Re: umtx/libthr SMP fixes.

From: Bryan Liesner <bleez_at_verizon.net>
Date: Wed, 4 Jun 2003 02:39:30 -0400 (EDT)
On Tue, 3 Jun 2003, Robert Watson wrote:

>
> On Tue, 3 Jun 2003, Bryan Liesner wrote:
>
> > Actually, no it doesn't.  I was able to use kern_umtx v 1.3 only if I
> > removed atapicam from my kernel config.  These patches (now committed?)
> > panic the system whether I use atapicam or not.  With kern_umtx v1.2
> > there is no panic at all, with or without atapicam.
> >
> > Actually, I think it's cam in general that's causing the panic with
> > these changes.
>
> Bizarre.  Sounds like an errant pointer in some other code, and it's just
> a matter of the memory layout as to what gets stepped on.  Alternatively,
> it might be affected by the insertion of the MTX sysinit event.  Perhaps
> that revision rearranges memory a bit.

Even more bizarre.  I have cvsupped to the latest source, built a
kernel with DDB and it won't panic.  Without DDB, it panics.  But the
behavior has changed a bit.
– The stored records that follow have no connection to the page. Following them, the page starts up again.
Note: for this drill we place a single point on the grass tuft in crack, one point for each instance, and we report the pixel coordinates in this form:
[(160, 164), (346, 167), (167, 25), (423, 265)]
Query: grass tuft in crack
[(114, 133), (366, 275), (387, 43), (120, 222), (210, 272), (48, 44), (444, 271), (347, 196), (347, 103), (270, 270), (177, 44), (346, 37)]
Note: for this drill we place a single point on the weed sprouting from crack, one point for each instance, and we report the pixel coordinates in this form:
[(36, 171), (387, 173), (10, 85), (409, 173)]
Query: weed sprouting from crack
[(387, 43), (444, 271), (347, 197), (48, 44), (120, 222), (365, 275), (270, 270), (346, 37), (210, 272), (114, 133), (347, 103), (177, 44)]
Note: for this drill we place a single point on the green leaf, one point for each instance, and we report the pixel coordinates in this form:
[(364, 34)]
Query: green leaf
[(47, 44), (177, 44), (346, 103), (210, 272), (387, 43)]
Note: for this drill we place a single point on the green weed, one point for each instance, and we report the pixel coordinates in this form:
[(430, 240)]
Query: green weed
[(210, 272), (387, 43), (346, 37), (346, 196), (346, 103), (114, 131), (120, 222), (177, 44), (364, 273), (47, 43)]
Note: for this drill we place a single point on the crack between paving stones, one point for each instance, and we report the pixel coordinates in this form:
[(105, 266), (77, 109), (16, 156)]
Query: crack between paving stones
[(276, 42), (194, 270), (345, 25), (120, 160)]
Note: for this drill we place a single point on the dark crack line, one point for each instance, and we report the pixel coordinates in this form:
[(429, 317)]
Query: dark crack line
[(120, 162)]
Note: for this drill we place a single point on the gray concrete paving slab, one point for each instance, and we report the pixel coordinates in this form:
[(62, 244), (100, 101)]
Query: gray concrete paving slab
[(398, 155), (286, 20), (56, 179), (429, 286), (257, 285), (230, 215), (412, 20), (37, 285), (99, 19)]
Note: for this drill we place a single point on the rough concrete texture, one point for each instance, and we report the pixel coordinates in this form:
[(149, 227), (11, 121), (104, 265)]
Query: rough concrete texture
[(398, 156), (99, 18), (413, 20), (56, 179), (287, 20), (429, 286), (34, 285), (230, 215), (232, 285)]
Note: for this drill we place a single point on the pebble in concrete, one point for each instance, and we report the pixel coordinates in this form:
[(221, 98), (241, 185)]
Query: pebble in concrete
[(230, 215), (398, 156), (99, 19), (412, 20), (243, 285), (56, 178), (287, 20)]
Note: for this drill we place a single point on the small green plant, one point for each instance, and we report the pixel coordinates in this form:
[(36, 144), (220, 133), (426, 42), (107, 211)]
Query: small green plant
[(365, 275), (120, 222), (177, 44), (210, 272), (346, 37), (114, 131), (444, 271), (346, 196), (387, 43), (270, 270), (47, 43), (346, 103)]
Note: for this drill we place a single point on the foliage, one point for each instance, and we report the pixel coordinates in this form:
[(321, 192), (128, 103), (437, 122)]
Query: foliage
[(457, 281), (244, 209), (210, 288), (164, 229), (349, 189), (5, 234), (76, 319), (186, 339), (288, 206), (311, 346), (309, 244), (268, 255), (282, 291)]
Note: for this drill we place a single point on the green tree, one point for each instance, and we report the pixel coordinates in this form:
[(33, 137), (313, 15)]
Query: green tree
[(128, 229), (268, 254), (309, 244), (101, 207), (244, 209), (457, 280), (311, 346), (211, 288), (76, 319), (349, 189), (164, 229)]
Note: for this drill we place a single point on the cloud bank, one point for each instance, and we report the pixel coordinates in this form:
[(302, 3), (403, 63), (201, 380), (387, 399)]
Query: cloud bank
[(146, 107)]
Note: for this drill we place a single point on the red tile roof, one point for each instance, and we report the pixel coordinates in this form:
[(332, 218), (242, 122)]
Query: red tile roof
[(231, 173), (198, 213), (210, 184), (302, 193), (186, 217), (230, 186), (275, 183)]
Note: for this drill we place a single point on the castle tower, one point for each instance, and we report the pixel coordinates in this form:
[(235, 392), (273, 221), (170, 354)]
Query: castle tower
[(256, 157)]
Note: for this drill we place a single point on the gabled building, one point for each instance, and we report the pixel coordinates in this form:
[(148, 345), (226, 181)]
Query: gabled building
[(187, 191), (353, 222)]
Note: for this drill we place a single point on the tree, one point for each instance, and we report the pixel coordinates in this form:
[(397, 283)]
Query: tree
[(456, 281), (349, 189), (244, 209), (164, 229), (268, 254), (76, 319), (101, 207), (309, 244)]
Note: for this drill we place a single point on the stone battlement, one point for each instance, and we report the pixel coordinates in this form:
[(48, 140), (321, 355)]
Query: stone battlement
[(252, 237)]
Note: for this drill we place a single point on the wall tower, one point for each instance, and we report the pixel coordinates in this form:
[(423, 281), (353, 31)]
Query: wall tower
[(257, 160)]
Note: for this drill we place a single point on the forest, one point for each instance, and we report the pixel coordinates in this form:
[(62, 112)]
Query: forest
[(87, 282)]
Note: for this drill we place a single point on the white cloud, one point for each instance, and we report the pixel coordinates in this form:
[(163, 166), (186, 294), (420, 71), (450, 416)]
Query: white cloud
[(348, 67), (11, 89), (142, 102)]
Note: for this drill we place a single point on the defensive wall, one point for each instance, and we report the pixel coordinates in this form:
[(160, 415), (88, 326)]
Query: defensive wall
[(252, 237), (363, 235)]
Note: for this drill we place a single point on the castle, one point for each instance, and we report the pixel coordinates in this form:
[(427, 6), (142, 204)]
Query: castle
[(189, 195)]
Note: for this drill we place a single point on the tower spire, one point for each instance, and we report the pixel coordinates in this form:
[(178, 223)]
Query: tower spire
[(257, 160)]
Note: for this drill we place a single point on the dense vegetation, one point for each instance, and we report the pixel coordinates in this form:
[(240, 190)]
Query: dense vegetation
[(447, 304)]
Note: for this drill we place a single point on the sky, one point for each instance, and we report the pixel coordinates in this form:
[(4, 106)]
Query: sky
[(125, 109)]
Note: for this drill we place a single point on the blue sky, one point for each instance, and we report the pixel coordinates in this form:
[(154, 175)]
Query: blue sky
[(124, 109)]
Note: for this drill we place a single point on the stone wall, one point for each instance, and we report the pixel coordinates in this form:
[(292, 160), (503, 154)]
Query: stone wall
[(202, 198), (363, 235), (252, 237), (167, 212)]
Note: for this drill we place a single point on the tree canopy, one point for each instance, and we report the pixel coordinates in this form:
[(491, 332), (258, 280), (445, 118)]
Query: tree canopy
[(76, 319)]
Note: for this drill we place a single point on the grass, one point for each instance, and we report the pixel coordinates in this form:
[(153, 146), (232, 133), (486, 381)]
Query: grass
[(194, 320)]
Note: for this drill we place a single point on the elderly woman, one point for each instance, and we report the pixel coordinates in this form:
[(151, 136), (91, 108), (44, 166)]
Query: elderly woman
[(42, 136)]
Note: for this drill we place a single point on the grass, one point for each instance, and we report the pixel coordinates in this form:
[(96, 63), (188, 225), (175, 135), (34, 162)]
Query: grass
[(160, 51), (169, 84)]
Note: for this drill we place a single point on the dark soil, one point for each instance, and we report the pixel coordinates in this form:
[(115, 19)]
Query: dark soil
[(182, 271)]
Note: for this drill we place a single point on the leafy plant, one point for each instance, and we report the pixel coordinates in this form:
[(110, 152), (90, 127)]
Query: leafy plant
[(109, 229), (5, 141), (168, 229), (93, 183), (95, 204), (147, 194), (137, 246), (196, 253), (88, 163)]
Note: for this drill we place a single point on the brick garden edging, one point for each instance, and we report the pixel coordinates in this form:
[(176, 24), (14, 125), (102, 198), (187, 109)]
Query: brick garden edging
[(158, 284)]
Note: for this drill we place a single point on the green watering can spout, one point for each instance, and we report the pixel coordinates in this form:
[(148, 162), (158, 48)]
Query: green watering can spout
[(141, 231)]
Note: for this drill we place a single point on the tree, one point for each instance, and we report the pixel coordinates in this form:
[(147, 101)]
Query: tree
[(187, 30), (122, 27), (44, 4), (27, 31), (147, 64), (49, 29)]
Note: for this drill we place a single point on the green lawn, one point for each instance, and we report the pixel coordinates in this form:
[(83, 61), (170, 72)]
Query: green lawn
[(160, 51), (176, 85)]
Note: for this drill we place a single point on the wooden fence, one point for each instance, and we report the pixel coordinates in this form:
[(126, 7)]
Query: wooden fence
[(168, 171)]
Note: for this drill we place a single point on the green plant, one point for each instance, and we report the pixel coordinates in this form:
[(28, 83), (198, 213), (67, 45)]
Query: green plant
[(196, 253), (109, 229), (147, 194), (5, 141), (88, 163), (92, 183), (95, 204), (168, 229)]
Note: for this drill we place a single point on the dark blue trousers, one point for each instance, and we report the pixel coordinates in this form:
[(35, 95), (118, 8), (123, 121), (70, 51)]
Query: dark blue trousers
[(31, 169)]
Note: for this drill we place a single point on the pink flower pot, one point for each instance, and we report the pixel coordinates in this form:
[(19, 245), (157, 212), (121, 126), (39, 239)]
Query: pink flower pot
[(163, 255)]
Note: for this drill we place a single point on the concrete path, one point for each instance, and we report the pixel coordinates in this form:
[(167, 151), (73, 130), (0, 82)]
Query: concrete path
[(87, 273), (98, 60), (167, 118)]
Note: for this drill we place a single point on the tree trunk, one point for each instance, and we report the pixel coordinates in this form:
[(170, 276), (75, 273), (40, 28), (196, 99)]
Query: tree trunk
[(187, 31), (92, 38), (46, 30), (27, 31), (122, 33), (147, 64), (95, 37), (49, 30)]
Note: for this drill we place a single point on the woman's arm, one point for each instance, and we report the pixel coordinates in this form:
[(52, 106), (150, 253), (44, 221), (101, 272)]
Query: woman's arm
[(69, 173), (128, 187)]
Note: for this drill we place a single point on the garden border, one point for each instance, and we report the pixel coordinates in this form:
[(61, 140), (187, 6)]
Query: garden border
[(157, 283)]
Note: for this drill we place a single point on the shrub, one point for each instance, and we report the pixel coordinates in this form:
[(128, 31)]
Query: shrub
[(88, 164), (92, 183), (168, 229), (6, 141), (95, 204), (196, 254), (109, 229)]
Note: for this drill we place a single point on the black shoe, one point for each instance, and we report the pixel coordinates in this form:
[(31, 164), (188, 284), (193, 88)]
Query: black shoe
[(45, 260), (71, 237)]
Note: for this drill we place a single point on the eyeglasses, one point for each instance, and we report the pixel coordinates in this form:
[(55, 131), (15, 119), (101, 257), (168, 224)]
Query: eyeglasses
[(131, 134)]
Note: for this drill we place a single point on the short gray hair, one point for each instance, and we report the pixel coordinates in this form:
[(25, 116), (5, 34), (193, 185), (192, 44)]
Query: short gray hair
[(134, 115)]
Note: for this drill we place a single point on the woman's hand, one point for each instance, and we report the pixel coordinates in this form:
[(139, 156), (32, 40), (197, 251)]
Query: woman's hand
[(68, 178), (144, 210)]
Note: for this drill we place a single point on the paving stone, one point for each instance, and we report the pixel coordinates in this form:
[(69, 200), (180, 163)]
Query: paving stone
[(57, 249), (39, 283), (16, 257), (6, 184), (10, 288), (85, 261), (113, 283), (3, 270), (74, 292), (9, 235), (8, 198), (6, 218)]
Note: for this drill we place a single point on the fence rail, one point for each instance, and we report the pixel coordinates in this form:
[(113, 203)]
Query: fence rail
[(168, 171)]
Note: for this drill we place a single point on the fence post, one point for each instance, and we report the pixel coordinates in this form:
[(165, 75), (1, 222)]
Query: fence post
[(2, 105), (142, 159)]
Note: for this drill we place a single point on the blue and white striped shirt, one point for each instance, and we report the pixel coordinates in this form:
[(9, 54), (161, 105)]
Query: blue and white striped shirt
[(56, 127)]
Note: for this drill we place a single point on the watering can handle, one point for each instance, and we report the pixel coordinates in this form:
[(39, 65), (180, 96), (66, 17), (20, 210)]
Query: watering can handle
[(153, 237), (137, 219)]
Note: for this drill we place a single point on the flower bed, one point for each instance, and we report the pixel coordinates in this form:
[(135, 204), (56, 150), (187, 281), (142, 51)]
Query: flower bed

I now panics _without_ atapicam in the
build, at boot time.  With atapicam, it panics and dumps core if I do
an init 6.  Savecore refuses to grab the dump:

gravy savecore: first and last dump headers disagree on /dev/ad0s1b
gravy savecore: unsaved dumps found but not saved

I cleared the dump and tried again with the same results.

If I reboot with the USB drive mounted, it will panic on the init 6,
unmounted, it reboots without trouble.

Any hints on grabbing a dump without savecore complaining, please let
me know.  I don't have anything specific to report yet, when I have
time tomorrow I'll try to get more information out.

>
> Anyhow, here are some things you might consider, since this whole thing is
> so odd.  Try merging the addition of the struct mtx declaration from 1.3
> into 1.2 and see if you get the same panic.  If you don't, try merging the
> MTX_SYSINIT line and see if that triggers the panic.  The other changes
> probably wouldn't cause disruptive memory rearrangement, so see what
> happens.  If the panics appear with the addition of the variable, it
> probably is a memory stepping thing and a bug in some other piece of code
> (unfortunately, probably hard to track down).  If it's the addition of the
> initializer, it's a different class of problem.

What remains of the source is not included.